Under each of these laws, school districts must provide access to video recordings to employees, parents, and other parties involved in investigations into allegations of abuse and other inappropriate behavior.
Crucially, each of these laws requires school districts to take “necessary precautions to conceal the identity of any student who appears in a video or audio recording who is not personally involved,” including “blurring the face of any uninvolved student.”
These laws provide a similar rule as under FERPA, but are more explicit: When responding to requests for surveillance camera footage under these new laws, schools must conceal the identity of any uninvolved students, including by blurring their faces.

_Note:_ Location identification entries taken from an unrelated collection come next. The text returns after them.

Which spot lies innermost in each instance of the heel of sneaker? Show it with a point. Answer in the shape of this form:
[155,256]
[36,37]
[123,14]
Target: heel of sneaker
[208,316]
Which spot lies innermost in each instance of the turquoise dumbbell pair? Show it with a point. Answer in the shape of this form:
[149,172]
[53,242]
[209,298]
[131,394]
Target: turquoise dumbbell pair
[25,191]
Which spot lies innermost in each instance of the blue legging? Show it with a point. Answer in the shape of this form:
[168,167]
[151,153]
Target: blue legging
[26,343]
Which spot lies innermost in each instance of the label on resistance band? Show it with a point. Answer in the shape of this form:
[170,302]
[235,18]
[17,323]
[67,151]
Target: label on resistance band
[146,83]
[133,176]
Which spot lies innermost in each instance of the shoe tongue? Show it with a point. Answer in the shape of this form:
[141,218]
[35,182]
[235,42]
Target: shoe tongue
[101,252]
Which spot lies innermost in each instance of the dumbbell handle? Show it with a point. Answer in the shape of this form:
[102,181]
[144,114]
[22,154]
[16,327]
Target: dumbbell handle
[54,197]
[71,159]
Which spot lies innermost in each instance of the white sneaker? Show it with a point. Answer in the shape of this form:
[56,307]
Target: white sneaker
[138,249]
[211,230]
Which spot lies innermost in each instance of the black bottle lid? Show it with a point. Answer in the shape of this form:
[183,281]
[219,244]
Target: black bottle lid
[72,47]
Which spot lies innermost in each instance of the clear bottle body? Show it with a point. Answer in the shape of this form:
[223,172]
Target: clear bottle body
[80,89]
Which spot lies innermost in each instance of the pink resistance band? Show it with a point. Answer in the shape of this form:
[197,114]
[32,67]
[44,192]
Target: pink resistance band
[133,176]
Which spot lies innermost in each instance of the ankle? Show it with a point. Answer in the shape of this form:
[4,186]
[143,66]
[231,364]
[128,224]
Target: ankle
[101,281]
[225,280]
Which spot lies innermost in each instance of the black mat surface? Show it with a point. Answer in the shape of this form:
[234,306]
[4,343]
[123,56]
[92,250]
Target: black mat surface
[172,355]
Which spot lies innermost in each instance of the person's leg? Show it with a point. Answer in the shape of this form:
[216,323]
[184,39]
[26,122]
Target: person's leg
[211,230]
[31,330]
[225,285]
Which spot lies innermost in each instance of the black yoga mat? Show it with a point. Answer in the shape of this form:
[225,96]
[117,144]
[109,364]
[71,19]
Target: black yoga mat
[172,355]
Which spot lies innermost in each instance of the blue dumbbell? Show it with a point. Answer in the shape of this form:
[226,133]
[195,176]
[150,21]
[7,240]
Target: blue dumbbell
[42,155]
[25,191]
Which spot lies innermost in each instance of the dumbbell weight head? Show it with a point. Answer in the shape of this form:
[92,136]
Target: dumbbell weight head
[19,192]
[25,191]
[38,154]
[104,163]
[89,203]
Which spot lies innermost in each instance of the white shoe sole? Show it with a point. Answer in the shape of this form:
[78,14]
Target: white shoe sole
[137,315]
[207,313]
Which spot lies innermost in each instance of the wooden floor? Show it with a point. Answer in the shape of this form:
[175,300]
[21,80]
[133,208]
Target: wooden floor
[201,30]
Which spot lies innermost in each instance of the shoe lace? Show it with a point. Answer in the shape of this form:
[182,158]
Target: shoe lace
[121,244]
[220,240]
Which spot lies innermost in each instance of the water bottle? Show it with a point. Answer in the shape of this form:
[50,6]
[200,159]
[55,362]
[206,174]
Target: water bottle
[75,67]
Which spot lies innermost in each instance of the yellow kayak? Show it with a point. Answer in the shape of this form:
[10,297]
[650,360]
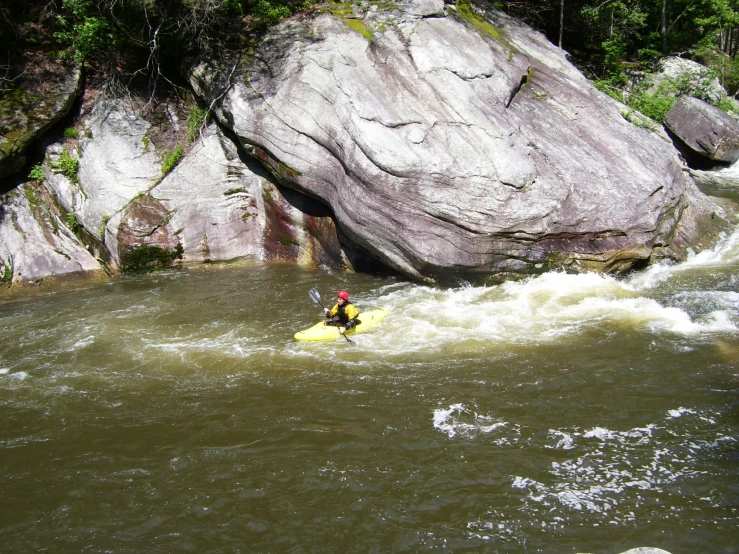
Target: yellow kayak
[320,331]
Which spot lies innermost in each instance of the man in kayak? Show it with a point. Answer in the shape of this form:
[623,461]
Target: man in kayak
[344,311]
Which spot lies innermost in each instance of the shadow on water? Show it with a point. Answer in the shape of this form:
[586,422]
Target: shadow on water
[560,413]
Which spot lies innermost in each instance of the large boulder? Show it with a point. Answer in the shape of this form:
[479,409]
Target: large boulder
[28,110]
[687,74]
[35,241]
[212,205]
[452,142]
[705,130]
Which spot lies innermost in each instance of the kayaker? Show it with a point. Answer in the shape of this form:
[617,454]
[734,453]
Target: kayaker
[344,311]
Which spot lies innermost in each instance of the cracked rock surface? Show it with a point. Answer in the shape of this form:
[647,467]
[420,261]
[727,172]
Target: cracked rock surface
[464,144]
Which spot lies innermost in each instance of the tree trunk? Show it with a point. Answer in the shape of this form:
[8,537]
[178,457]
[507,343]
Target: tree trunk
[561,20]
[664,26]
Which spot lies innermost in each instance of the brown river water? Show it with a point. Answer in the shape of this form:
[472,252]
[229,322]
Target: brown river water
[174,412]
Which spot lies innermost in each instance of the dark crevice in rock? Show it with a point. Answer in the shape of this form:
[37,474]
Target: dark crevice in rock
[36,152]
[517,89]
[361,260]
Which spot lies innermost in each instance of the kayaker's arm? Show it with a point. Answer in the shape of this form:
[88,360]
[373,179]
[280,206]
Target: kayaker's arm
[353,313]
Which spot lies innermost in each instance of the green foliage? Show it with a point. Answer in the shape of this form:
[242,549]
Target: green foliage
[268,13]
[36,173]
[145,258]
[7,275]
[80,33]
[171,159]
[654,106]
[67,166]
[197,117]
[482,25]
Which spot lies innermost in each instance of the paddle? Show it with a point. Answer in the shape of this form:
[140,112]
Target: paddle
[313,293]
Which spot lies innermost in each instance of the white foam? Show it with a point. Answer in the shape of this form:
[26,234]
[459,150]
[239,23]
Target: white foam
[452,421]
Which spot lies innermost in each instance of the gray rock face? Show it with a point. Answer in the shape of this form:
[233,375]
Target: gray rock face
[456,145]
[28,112]
[35,242]
[211,204]
[705,129]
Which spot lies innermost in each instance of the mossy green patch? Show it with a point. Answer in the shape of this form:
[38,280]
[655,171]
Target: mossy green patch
[146,258]
[345,12]
[284,240]
[67,166]
[468,14]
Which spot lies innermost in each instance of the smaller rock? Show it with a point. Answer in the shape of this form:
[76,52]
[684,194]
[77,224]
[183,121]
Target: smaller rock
[704,129]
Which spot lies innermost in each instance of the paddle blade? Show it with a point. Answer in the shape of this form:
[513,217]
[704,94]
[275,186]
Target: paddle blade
[313,293]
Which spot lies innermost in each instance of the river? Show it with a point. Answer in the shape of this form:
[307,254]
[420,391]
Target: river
[561,413]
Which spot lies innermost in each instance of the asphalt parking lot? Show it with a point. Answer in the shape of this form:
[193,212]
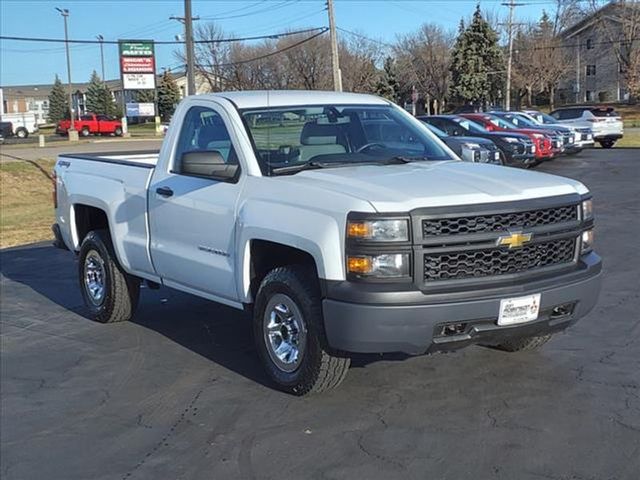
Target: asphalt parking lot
[179,392]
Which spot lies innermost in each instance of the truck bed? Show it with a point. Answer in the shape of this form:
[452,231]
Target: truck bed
[146,158]
[115,183]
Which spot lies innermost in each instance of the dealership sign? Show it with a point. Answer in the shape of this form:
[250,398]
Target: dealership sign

How schools should respond to requests to access CCTV and surveillance camera footage
While the GDPR and FERPA are very different laws, they provide some similar general principles for educational institutions when providing recordings from surveillance cameras:
- Schools and other educational institutions should generally respect requests from parents to access CCTV footage relating to their children. Students may also be eligible to make such a request.
- Schools should consider all relevant laws when responding to a request. This includes education regulations as well as data protection or privacy laws.
- Video footage provided to a parent or student should generally not feature other identifiable students.
- Where possible, schools and other educational institutions should use anonymization software to blur the faces of people who are not the subject of the request.
Installing security cameras in a school requires extremely careful consideration. We’ve looked at how to handle requests to access camera footage, but remember that data protection and privacy law applies to the entire process.
If people request access to recordings depicting them, schools need a way to ensure video clips do not violate other people’s privacy. Now that there’s a simple way to blur faces in videos, there’s no reason to neglect this crucial step.